The clinic had a slot the following day, and I arrived to pick up the pill you take 24 hours before the surgical procedure, barely able to speak through my sobs. I took the pill and sat in the front seat of my car, alone.
And then I felt… relief. I still don’t know why. Somehow, once I had made the decision, once the uncertainty was no longer hanging over me, I could think more calmly.
The next day my boyfriend came with me for the surgical abortion.
The clinic was quiet, a small, unassuming building with no protesters outside. My stomach was in knots as I walked into the sterile room, where eight doctors stood around, waiting. I sat on the chair, placed my feet in stirrups, and tried to answer their questions between tears. They asked me at least four or five times if I was sure.
Then the nurse placed the gas-and-air mask over my face and a haze settled over me. The anticipation, the waiting, the uncertainty — it all came down to this single, surreal moment, lying there, dazed, and spread out on the table.
And yes, I felt better afterwards. Not euphoric, not light-hearted, but perfectly okay. The sense of loss I had braced myself for didn’t crash over me, not right away.
The hardest part, in fact, wasn’t the procedure itself — it was the other women. Sitting there, surrounded by people in various stages of grief, while still trying to process my own, was something I’ll never forget.

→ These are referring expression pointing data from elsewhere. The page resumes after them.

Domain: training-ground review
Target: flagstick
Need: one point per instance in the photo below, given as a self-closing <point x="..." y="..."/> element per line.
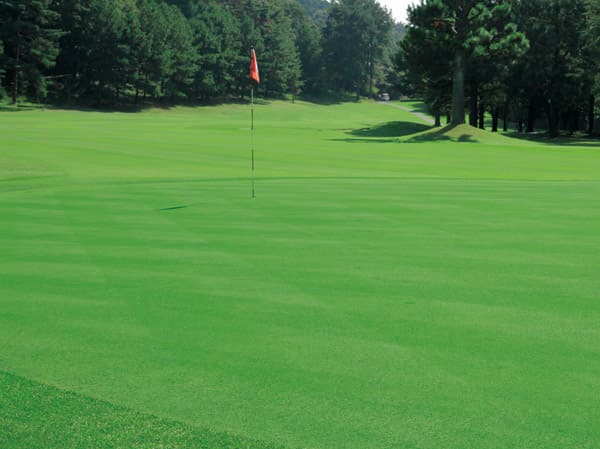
<point x="252" y="134"/>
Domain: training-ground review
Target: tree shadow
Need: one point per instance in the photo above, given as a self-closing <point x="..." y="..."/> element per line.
<point x="566" y="141"/>
<point x="445" y="134"/>
<point x="18" y="108"/>
<point x="365" y="140"/>
<point x="390" y="129"/>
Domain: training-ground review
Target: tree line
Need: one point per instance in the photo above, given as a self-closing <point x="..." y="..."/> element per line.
<point x="520" y="61"/>
<point x="112" y="52"/>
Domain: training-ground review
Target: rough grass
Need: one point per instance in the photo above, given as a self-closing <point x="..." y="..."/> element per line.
<point x="390" y="286"/>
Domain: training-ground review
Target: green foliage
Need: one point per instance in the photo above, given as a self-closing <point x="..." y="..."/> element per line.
<point x="30" y="38"/>
<point x="355" y="36"/>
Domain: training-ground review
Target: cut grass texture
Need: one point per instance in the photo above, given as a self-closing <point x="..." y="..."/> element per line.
<point x="390" y="286"/>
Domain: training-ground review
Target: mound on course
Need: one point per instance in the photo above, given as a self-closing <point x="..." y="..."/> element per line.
<point x="391" y="286"/>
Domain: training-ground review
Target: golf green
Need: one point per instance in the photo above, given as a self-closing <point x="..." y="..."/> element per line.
<point x="390" y="286"/>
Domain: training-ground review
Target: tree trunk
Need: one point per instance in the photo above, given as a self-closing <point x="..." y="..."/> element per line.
<point x="473" y="106"/>
<point x="530" y="117"/>
<point x="574" y="122"/>
<point x="481" y="115"/>
<point x="495" y="114"/>
<point x="458" y="88"/>
<point x="16" y="77"/>
<point x="553" y="121"/>
<point x="591" y="115"/>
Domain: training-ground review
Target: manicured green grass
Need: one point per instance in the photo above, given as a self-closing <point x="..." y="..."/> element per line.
<point x="389" y="287"/>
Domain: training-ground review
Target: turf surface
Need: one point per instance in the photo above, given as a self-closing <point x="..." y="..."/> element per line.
<point x="390" y="286"/>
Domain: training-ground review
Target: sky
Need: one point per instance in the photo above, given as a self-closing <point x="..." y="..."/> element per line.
<point x="398" y="8"/>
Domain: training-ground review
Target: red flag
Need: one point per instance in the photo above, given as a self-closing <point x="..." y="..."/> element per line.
<point x="254" y="68"/>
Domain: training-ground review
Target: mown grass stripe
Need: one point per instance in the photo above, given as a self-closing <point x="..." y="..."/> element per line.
<point x="39" y="416"/>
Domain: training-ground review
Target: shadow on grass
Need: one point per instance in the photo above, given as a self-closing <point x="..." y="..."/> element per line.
<point x="447" y="133"/>
<point x="390" y="129"/>
<point x="416" y="106"/>
<point x="174" y="208"/>
<point x="18" y="108"/>
<point x="567" y="141"/>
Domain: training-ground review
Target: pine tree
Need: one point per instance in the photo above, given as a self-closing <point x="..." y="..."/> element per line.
<point x="30" y="43"/>
<point x="355" y="36"/>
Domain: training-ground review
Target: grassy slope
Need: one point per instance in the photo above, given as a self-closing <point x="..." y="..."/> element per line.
<point x="386" y="288"/>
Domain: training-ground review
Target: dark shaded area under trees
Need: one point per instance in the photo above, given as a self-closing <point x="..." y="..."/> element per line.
<point x="528" y="62"/>
<point x="114" y="53"/>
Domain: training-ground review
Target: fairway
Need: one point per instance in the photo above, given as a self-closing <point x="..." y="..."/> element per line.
<point x="389" y="286"/>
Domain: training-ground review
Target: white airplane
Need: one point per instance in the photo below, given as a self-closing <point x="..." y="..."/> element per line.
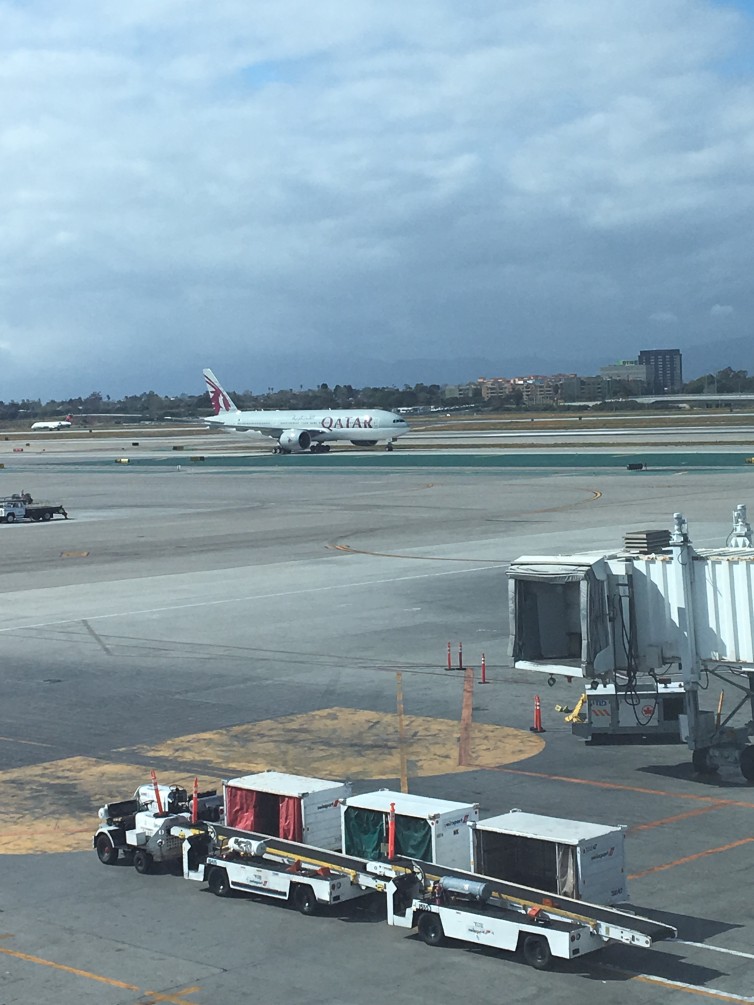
<point x="53" y="424"/>
<point x="309" y="429"/>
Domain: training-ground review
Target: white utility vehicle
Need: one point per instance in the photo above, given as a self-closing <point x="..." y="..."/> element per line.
<point x="141" y="827"/>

Their tears mirrored my own, and for a moment, I felt the enormity of the collective sadness in that room.
Still, I knew it was the right decision.
I changed back into my clothes, shaky but steady, and returned to the waiting area where the nurses were looking after all of us. One of them tried to lighten the mood, asking me what I did for a living. When I told her I was sex and relationships coach, we shared a laugh — an odd, fragile moment of normality in an otherwise surreal day. But beneath it all, a faint curl of shame lingered, refusing to loosen its grip.
We went home, and aside from some cramping, I had no physical side effects. The emotional repercussions, though, were harder to unpack. Having spoken openly on TikTok and Instagram about using Natural Cycles, I suddenly found myself having to make another significant decision.
Should I share this part of my story or keep it to myself?
In fact, I’ve never gone into detail about my abortion online, but I have been transparent about the unreliability of Natural Cycles. And what’s surprised me most is the outpouring of support from my online community.
One moment in particular stands out. I posted a video: a montage of clips showing my negative pregnancy tests, with that one positive nestled among them. The message was simple: sometimes, the right things happen at the wrong time.
Most of the responses were overwhelmingly positive with dozens of other women sharing their stories.
It’s strange how a single choice can ripple through your life, shaping not just your future, but how you share your story with the world
And yet one reaction was anything but positive. Some friends of my boyfriend’s saw that post and took it upon themselves to assume that I was trying to trap him with a baby, and that I’d had a miscarriage. They laughed about it, making jokes to others in our group, and of course that got back to me. It’s the kind of thing you never expect — the cruelty coming from people who are supposed to be close to you. An online troll I can handle, but this felt like a new level of betrayal.
The sharp sting of it, the laughter that was aimed at me, was almost the most heartbreaking moment of all.
It’s strange how a single choice can ripple through your life, shaping not just your future, but how you share your story with the world. For me, the act of speaking out has been less about closure and more about connection, about finding solace in honesty, even when it hurts.
Time has passed. First came the due date and then a year since I had the abortion, and now I find myself excited about the future with my boyfriend. This is now just part of who I am.
But I do wish it hadn’t had to happen. I wish that I hadn’t been put in that position at all, and I still very much feel anger and disappointment that I was.
And so, when women today ask me about trusting an app with their fertility, I have one very clear answer: don’t do it.